Análise

Que não falte o pão a quem tem fome

Convém semear primeiro mesmo que não haja gente para colher

Mais do que uma crise de saúde pública, a pandemia continua a provocar um flagelo económico e social sem precedentes à escala mundial. Uma crise com efeitos graves na realidade em que vivemos, muito dependente do sector do turismo, um dos mais penalizados pela quebra da actividade, pela retoma tímida e até por algum bullying contra os visitantes que chegam à Região, estejam limpos ou tenham o vírus.

O bicho resiste e teme-se o pior, mas ainda há quem culpe os jornalistas pelo “medo instalado” e não perceba que neste processo não temos qualquer interferência e mérito. Serão os mensageiros os autores das declarações impensadas, das decisões geradoras de alarme, das medidas avulsas, dos números mal explicados, das conferências de imprensa exaustivas e das opções duvidosas? Não nos peçam para sermos simultaneamente aliados da saúde pública e vendedores de ilusões. Não temos tamanho ‘dom’. A nossa missão é outra. É contar com rigor, interpretar com honestidade e perguntar para melhor esclarecer, indiferentes às acusações de sensacionalismo e outras desprovidas de nexo, patrocinadas pelo negacionistas de serviço ou pelos ‘boys’ pagos pelo erário para servir a causa pública comentando o que aqui se escreve.

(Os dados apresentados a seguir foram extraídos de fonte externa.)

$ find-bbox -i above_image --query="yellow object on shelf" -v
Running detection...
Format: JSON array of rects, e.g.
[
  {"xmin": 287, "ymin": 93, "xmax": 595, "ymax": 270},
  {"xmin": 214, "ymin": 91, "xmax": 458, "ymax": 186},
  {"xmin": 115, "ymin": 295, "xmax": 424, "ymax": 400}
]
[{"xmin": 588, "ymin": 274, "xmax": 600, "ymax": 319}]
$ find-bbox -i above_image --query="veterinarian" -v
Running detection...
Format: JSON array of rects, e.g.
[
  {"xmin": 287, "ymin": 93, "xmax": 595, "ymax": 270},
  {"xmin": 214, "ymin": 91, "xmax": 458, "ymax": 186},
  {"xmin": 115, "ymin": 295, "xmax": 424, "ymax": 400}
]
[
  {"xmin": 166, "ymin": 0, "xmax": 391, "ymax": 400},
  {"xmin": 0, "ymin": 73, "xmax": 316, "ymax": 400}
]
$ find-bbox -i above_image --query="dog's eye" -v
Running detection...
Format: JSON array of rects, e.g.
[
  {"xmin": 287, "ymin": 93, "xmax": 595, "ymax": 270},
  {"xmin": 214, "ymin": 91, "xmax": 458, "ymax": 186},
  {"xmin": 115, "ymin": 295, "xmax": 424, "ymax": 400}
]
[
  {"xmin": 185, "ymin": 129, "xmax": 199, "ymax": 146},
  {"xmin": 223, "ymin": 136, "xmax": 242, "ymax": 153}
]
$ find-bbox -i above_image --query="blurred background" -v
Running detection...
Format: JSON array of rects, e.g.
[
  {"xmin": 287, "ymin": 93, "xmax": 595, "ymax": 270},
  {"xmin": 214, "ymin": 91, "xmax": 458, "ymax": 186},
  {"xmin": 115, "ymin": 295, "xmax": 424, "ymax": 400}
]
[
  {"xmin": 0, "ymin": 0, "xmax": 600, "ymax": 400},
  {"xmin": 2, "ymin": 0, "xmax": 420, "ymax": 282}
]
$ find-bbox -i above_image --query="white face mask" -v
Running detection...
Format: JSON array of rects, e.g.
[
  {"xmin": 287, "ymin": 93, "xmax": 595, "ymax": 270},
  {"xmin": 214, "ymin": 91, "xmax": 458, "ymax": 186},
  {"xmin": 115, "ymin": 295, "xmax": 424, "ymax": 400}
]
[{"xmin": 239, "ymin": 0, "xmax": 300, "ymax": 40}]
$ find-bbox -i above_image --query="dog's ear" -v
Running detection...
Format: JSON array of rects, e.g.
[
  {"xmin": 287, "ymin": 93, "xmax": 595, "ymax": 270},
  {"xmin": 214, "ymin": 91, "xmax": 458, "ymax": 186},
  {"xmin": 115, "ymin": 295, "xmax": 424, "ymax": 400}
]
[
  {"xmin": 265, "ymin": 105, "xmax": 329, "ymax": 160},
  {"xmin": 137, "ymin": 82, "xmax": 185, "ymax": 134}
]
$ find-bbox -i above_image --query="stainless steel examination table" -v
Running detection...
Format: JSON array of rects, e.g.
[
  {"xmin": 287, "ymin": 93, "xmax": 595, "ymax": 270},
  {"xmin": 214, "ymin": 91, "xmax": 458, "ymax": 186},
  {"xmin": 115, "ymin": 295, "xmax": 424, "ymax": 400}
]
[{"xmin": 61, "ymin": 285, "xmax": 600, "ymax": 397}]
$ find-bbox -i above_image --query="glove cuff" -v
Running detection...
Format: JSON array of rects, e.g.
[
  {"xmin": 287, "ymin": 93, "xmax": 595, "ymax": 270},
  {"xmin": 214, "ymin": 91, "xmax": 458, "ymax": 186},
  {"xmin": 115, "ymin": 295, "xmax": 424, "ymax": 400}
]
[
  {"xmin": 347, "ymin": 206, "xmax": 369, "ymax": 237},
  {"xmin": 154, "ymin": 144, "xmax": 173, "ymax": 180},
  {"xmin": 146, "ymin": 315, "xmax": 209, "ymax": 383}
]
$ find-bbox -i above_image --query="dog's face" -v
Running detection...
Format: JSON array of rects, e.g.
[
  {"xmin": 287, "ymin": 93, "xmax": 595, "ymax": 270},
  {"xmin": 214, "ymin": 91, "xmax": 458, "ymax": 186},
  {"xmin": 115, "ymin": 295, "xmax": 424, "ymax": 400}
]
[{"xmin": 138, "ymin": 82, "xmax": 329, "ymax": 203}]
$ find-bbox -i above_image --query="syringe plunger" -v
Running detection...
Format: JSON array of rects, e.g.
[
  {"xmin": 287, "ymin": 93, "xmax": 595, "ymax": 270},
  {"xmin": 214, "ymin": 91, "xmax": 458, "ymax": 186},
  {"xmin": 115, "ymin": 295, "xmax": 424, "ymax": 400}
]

Neste dia atípico de Pão-por-Deus, mas sempre a apanhar castanhada, resta-nos apelar ao bom senso dos decisores regionais. Leiam as encíclicas que bem entenderem, discutam os interesses tribais quando quiserem, mas acima pratiquem o bem comum, tenham enorme sentido de justiça e gerem oportunidades.

O povo precisa bem mais do que palavras. Quando os especialistas avisam que em breve vamos sentir de perto o que nunca imaginamos, uma vez que ainda não há vacina, urge injectar esperança, proporcionar trabalho digno, lançar apoios a fundo perdido com critérios rigorosos e planos de recuperação com efeitos práticos.

Para que não falte o pão que sustenta a vida importa haver políticas de apoio inclusivas, que não discriminem negativamente e que à partida atendam as especificidades, mesmo que seja mais fácil generalizar e tratar por igual o que é diferente.

Para que não falte o pão a quem tem fome importa que quem tem poder não vacile e que quem foi eleito não atrapalhe. As atitudes firmes, as medidas suficientemente pensadas, a clareza na linguagem e a consistência da comunicação geradora de gestos altruístas são indispensáveis.

Para que não falte o pão a quem precisa é elementar estar permanentemente vigilante, em diálogo e pronto a responder, a esclarecer e a falar verdade. Se ninguém mentir, martelar ou ignorar pelo menos não morreremos devido à negligência.

Para que não falte o pão à Região é determinante que o turismo que tinha um peso de 26% no PIB e dava emprego a 20 mil pessoas seja olhado com carinho e atenção redobrada. O que o sector menos precisa nesta fase está de mão dada com entropias, forças de bloqueio, teimosias ou lutas lesivas dos propósitos do destino de ouro, de que é exemplo os miseráveis serviço mínimos que a República disponibiliza se a greve decretada pelos trabalhadores do SEF - agendada para todas as segundas-feiras do mês de Novembro, logo, quando chegam à ilha mais de 2 mil passageiros por dia vindos do Reino Unido - for uma realidade.

Para que não falte o pão teremos todos que fazer um esforço por compreender o que por vezes inexplicável. As autoridades madeirenses deram parecer negativo a que houvesse público no dérbi insular, disputado num estádio com capacidade para 10 mil almas. Nem mil, nem 100. Bastava fazer contas. Seria sempre menos gente por metro quadrado do que a multidão que vai à curva mais espectacular dos ralis, do que os crentes que ainda vão à igreja e do que os alunos que estão obrigados a ir às aulas em salas de dimensão reduzida.

Para que não falte o pão convém semear primeiro. Para colher e amassar logo se vê.